A recent case of interest is Burke v. Hillsborough County School Board, No. 8:17–CV–993–T–33JSS, 2018 WL 1139064, 71 IDELR 187 (M.D. Fla. Mar. 2, 2018), appeal filed, No. 18-11257 (11th Cir. Mar. 29, 2018). The case involved a gifted third grader with autism who was prone to destructive and dangerous conduct, including assaults on others and running away. Equipment in the classroom needed to be removed or locked away so he would not damage it or hurt himself or others with it. Among the accommodations the school offered the student were a behavior plan and personnel to accompany the student throughout the day.

The parent filed a due process complaint alleging that the student’s IEP and behavior plan were not being followed and objecting to the school system’s proposal to reassign the student from the neighborhood school to a different school where more supports were available. The parent lost before the Administrative Law Judge. After filing an appeal in district court, the parent relocated from Florida to Alexandria, Virginia pursuant to a military reassignment.

The court ruled that the appeal was moot. It declared:

Burke asks this Court to “return A.B. to a placement in the general education classroom with appropriate support services as identified in the IEP dated September 19, 2016” and to “identify what actions will be taken against school personnel for the predetermination of student placement and assignment.” (Doc. # 9 at 5; Doc. # 26 at 21). This is not relief that this Court can grant for a student located outside of the Hillsborough County School District.

Id. at *3.

The court said that the possibility that the parent could be assigned back to the air force base in Hillsborough County did not save the case. Although a case may not be moot when the claim is capable of repetition yet evading review, the parent did not establish the applicability of that rule to the court’s satisfaction. And although the complaint in court sought money damages, which would keep the case from being moot even if prospective relief were unavailable, the court held that the relief had not been sought in the administrative hearing, and so was barred by exhaustion doctrine. In the due process complaint, the parent had requested an “Award of compensatory consideration for the amount of time and services denied the student as a result of the denial of a free and appropriate public education,” but he never raised the issue in the hearing despite placing in a proposed order a statement that the parent provided “279 hours of ABA therapy” when the child was at Hillsborough and that the parent should be entitled to reimbursement for it. The court ruled that the request for reimbursement was abandoned.
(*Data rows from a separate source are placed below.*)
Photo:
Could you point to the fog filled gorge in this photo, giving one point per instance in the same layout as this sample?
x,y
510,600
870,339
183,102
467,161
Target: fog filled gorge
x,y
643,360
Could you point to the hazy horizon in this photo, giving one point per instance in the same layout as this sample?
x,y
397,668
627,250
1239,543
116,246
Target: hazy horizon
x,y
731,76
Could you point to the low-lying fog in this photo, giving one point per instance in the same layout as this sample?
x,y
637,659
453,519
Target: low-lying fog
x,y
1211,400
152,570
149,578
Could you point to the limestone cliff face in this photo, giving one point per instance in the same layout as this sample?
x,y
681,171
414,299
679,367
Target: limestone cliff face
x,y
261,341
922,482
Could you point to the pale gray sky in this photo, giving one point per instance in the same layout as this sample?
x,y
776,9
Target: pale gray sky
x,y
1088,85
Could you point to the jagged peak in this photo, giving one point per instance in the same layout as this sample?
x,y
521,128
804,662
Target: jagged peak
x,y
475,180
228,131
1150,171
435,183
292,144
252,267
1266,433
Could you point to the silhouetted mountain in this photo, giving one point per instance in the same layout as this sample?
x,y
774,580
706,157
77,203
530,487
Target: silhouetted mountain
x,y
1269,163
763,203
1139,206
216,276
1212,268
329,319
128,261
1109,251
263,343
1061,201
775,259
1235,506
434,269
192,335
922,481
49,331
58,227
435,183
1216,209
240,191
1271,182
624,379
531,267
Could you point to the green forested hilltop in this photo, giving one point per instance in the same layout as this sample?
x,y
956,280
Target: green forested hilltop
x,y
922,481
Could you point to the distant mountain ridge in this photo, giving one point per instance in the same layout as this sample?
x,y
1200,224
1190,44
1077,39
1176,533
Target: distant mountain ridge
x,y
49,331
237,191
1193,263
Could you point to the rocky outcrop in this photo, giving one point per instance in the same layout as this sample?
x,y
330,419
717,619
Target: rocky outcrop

Mootness is a recurrent issue in due process litigation. In an unpublished opinion in January, the Second Circuit overturned a mootness dismissal, relying on the doctrine concerning cases capable of repetition yet evading review and stating that the time period typically covered by an IEP is too short for a claim to be fully litigated. Toth v. New York City Dep’t of Educ., 720 F. App’x 48, 71 IDELR 76 (2d Cir. 2018). In that case, however, subsequent IEPs created a valid risk that the denial of services being challenged would recur. Before dismissing a case on grounds of mootness, an impartial hearing officer needs to consider the applicability of potential exceptions to the mootness doctrine.

The Burke case also underlines the importance of the hearing officer working through the due process complaint during a prehearing conference to specifically identify the issues to be determined and the relief being sought, and then, when rendering a decision, ruling on every issue so that if a claim is abandoned, that outcome will be obvious from a review of the due process decision.